Recently I had the unique pleasure of being “that mommy”. The one who saunters into daycare to pick up her sweet son only to be told her little angel bit another child. I know, for those of you who have kids who are past this phase, you’re thinking not such a big deal but, as a new mom, this was appalling first-time news!

Shame, guilt, parenting uncertainty all flooded my mind (and heart) as I scooped up my little boy and asked for a detailed account of what had transpired. The teacher, sensing my concern, quickly explained that it was in self defense and that Trey had been pulled off the teeter-totter by another child. It upset him and he bit in response to being hurt. This explanation somewhat relieved my major concerns: would we face expulsion this early in my son’s academic history, did I put him into daycare too quickly; was this an outburst of some other frustration that has been building?

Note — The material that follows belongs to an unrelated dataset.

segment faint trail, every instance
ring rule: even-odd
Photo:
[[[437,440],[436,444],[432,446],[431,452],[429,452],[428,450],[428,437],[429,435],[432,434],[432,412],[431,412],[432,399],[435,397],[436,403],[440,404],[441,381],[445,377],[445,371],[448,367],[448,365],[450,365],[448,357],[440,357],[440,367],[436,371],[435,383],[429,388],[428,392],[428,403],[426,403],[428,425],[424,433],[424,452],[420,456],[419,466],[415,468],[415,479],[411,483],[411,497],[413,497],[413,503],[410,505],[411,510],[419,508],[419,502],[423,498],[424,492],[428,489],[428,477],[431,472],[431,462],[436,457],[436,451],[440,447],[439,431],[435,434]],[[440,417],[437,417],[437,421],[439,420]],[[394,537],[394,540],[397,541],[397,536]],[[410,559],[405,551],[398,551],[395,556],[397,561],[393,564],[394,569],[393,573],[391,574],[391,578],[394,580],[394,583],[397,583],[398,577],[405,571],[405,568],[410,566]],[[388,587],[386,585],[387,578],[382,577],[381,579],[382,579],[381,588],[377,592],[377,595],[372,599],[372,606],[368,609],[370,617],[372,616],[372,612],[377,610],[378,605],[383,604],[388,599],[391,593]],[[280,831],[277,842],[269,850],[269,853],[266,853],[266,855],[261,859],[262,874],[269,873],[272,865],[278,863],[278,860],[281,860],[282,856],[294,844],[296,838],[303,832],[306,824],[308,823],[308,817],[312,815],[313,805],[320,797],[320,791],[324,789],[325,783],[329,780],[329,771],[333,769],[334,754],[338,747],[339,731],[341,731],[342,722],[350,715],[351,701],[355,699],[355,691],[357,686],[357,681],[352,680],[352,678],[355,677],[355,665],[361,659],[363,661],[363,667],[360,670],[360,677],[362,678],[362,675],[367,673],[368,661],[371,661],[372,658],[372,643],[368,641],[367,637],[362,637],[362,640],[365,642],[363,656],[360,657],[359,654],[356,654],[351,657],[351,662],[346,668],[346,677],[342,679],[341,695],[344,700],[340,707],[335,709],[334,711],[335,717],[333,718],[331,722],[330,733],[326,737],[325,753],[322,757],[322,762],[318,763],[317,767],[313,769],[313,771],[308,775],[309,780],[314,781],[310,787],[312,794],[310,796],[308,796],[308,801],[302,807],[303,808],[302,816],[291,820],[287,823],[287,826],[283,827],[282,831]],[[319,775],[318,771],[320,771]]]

The teacher kindly explained that this was very common and since it was not instigated by my little boy and not chronic, it was not perceived to be a problem.  I asked what I can do and to my surprise she replied with, “Not much” but to be aware of any biting at home and to respond consistently with “No biting”. Well, that sounds easy.

But, I was not entirely content with that resolution and so, in keeping with my curious nature; I took to the internet to get more feedback. The best advice I found was from Parenting Magazine, “When Toddlers Bite: A guide to understanding and curbing this upsetting (but normal) toddler behavior” by Melanie Monroe Rosen. In the guide, I came to realize there a variety of reasons why toddlers may resort to biting; an understanding that helped me put this episode into proper perspective.

It’s been weeks since the dreaded incident without a repeat performance (thank goodness!). We have reinforced the “no biting” theme at home and it appears to be sinking in.

Mommy Lessons Learned:

  • Resist the urge to overreact: These phases will come and go and there will be many more throughout my child’s lifetime.
  • Knowledge is power: Reference all the great sources on the internet and in person (teachers, doctors, friends and family) for excellent advice/feedback.
  • Take a deep breath and give it time: Change doesn’t have to happen overnight, but with reinforcement, it can happen effectively.
  • Do not allow an incident to define your child: Even if you skew type “A” like me, try to provide your child with the room they need to learn and grow naturally through life experiences.

Now, if only I can keep these lessons top of mind!